The shareholders of AP Land were caught between a rock and a hard place, a situation in which they should not have been placed. They decided that approving the deal was the relatively best option for them.

Minority shareholders hardly have any chance in these kind of exercises is my experience. The rules have since been changed (the AP Land deal still fell under the old rules) but if that is enough to guarantee a level playing field, I sincerely doubt it.

The majority of Asia Pacific Land Bhd's voting shareholders approved the disposal of assets and liabilities to Low Yat Holdings Sdn Bhd for RM302.5mil, or 45 sen a share.

The resolutions passed at the company's EGM yesterday brings a long-awaited closure to the Low family's privatisation bid, with 95.28% of the voting shareholders representing 28.86% of the company's total share base voting in favour of the sale.

Since the deal required the approval of a simple 51% majority under the Companies Act, Low Yat Holdings by virtue of its deemed 34% interest, needed only to secure the support of less than half the remaining 66% of shareholders for the deal to go through.

Minority Shareholder Watchdog Group research and monitoring division manager Ooi Beng Hooi said the EGM was pretty straightforward as issues that needed to be raised had been resolved.

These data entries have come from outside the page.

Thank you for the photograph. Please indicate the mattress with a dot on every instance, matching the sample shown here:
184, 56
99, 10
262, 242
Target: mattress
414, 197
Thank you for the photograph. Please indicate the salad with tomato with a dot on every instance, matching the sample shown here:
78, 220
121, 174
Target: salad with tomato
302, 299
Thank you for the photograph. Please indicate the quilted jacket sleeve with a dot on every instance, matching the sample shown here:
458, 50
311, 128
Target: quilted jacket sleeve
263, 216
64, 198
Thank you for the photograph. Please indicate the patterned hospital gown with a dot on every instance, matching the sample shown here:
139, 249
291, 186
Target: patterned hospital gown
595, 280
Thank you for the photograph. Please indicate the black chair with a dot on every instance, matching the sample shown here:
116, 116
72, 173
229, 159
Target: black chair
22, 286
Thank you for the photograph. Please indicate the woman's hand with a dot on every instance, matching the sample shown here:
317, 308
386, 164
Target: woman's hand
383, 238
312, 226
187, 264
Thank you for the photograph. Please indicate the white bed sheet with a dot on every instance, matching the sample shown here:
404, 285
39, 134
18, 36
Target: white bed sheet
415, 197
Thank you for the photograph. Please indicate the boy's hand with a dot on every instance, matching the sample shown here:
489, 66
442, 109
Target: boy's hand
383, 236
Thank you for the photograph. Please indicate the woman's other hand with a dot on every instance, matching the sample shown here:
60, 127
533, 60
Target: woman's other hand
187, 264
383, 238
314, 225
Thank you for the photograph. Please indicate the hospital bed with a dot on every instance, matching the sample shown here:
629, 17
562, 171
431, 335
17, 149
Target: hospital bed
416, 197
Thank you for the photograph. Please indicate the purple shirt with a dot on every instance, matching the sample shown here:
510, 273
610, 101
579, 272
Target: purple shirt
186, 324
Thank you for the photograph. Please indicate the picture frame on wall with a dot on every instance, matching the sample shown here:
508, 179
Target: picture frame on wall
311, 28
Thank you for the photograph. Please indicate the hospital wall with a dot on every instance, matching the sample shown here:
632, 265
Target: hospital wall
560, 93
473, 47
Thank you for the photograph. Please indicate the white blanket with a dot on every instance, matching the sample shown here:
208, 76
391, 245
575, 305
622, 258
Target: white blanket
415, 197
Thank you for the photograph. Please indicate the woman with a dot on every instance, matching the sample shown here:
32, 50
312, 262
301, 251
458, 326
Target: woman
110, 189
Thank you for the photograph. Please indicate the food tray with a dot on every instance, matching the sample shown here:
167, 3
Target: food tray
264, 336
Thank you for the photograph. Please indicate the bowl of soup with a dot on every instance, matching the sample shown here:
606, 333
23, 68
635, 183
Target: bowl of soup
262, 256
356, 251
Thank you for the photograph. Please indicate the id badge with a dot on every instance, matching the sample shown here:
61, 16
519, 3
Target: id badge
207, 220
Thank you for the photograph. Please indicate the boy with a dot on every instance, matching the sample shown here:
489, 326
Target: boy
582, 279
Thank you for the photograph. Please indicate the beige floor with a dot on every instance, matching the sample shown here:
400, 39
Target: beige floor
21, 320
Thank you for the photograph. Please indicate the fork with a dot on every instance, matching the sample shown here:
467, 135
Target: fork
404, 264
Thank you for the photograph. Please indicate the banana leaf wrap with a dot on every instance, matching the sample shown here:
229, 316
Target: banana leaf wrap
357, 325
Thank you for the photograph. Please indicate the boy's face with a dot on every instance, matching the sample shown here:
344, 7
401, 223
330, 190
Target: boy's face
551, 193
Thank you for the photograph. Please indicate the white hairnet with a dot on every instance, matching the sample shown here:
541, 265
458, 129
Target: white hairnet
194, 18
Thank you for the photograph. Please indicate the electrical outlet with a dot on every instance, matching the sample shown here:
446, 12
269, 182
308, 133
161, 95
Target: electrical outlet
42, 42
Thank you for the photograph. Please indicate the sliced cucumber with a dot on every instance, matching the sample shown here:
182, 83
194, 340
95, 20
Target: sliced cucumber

“Minority shareholders might not understand the details of the proposal, and our role is to help them understand these, but the decisions are still made by the shareholders,” he said.

He said the distribution of the cash arising from the proposed disposal was expected to be received some time in March 2012.

“The offer price might be a good exit opportunity for shareholders who entered the company when the price was lower, owing to its illiquid trade and lack of dividends, but some might still be unsatisfied if they had paid more,” Ooi said.

Two weeks ago, its EGM was called off mid-way following a discrepancy pertaining to the proposed offer in the company's circular to shareholders, which was due to an inconsistency between AP Land audit committee's findings and the directors' recommendation.

The audit committee found the offer price to be a reasonable premium on the last transacted price on Jan 10 but agreed with independent adviser MIDF Amanah Investment Bank Bhd that from a financial point of view, the deal was considered “not fair” due to the large discount on net assets per share.

The buyout offer price worked out to 45 sen per AP Land share, which was an 8% premium to its closing price of 41.5 sen before the announcement was made, but at a 57% discount to the adjusted audited net assets per AP Land share as at Dec 31, 2010.


  1. It is better to "cut loss", having short term pain rather than long term pain.

    No point hanging on to this company. Better to use the money to invest in company that takes good care of the minorities.

    During the exercise of getting shareholders to approve the disposal, it was really so funny to see that the non-interested Directors appeared to be trying so hard to convince the shareholders that the company was not performing, not paying dividend etc or "hopeless" in short, and recommended shareholder to vote in favour of the proposed disposal.

    Isn't that a slap on their own faces? But to them, it appears they are more happy to see the mission accomplished and the major shareholder bought the business and assets at a price so unfair to the shareholders.